You can see cumulative failure rate vs age here (last graph)

https://www.backblaze.com/blog/what-hard-drive-should-i-buy/


Couldn't a Weibull Distribution be used to determine the shape parameter (how the failure rate changes with time)?

EDIT: More fine grained data is probably needed, granted.


One of the challenges I have with this analysis is that a 'failure' isn't just that your drive is no longer working, it is that your drive isn't working and you have to go replace it. The operational costs of replacing a drive have three parts, loss of production while the drive is offline, operator time to physically replace the drive and prep it for re-entry into the system, and transactional costs of doing a warranty replacement (filling out the RMA form, getting a valid RMA, shipping the and receiving replacements). We minimize the latter by doing RMAs in batches of 20 but its still a cost across those 20 drives. (and the population of 40 drives which exist as spares are effectively not available for production). It isn't as simple as 'sure drives fail a bit more often but we don't expect to use them that long.'


That's a good point but also requires a more complicated analysis since it requires you to account for your ops capacity (e.g. the marginal cost increase of doing 10 drives instead of 5 is probably a lot less than 2 unless your ops team is almost completely booked) and also requires some guessing about whether there actually is a better option. They addressed that second point with the discussion of enterprise drives, which certainly matched my own experience.


Biggest takeaway was at the end, with the "enterprise" drives being slightly less reliable than the consumer ones at half the cost.


I don't believe reliability has ever necessarily been an "enterprise" feature.

The concrete features I understand "enterprise" drives as having are:

1) firmware is built with RAID in mind. This might sound weird, but consumer drives are more likely to have problems with RAID, just because they aren't designed for it. See, for example, the first WD Green drives crashing RAID clusters because some timeout was too high.

2) Longer warranty period

3) This may not be true anymore, but I believe they typically feature larger cache

4) ECC

[1]: http://www.pantz.org/hardware/disks/what_makes_a_hard_drive_...


At every sales-pitch I've ever attended, the enterprise vendors mention “reliability” about every other word – the message that your boss will fire you for taking risks unless you buy their hardware is communicated with the subtlety of a solar eclipse.

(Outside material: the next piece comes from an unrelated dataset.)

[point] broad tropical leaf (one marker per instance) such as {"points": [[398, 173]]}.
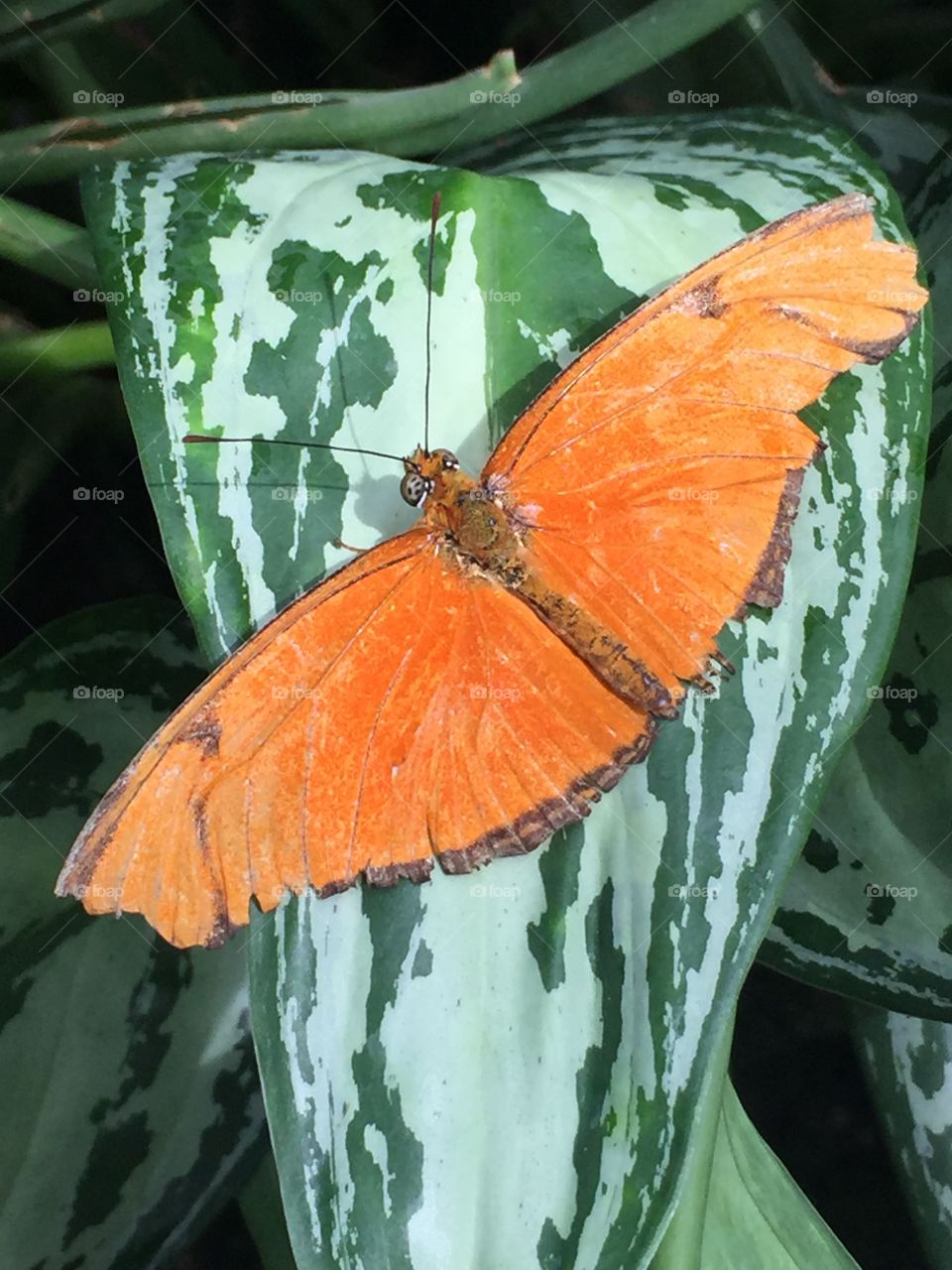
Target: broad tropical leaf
{"points": [[130, 1096], [753, 1205], [542, 1029], [909, 1067], [869, 910]]}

As for the RAID point, you'd very much want to find real data for that. I've heard similar folklore but have also heard plenty of lost data stories from enterprise disks in enterprise RAID. If I were building out a large storage farm, I'd strongly consider forgoing hardware RAID altogether and using something like ZFS so it'd be observable.


Being optimized for RAID basically means TLER and possibly never spinning down.


heard plenty of lost data stories from enterprise disks in enterprise RAID

If you've ever worked with enterprise RAID, that should not surprise you! RAID is powerful, but also so easy to botch...


Second takeaway: if you want working HDDs, go with Hitachi.


You are wrong.

The second takeaway is: Check the last Backblaze report right before you buy new drives.


But Hitachi is owned by Western Digital, and Western Digital hard disks are not doing quite as well.


It's now called "HGST (a Western Digital company)" and the two product lines (WD and HGST HDDs) are totally separate in both parts and manufacturing.

/HGST employee


What makes your drives so good?


Our guess is that they kiss every one of them before they leave the factory. For good luck...


Please do not publicize our trade secrets.


Shit.


You don't work in the HDD division, right? Someone seriously needs to look into ADM (advanced power management) on your 2.5" drives. It is currently set too low and the drives power down instantly after each instruction, resulting in simply astonishingly terrible IO (and seriously lag spikes).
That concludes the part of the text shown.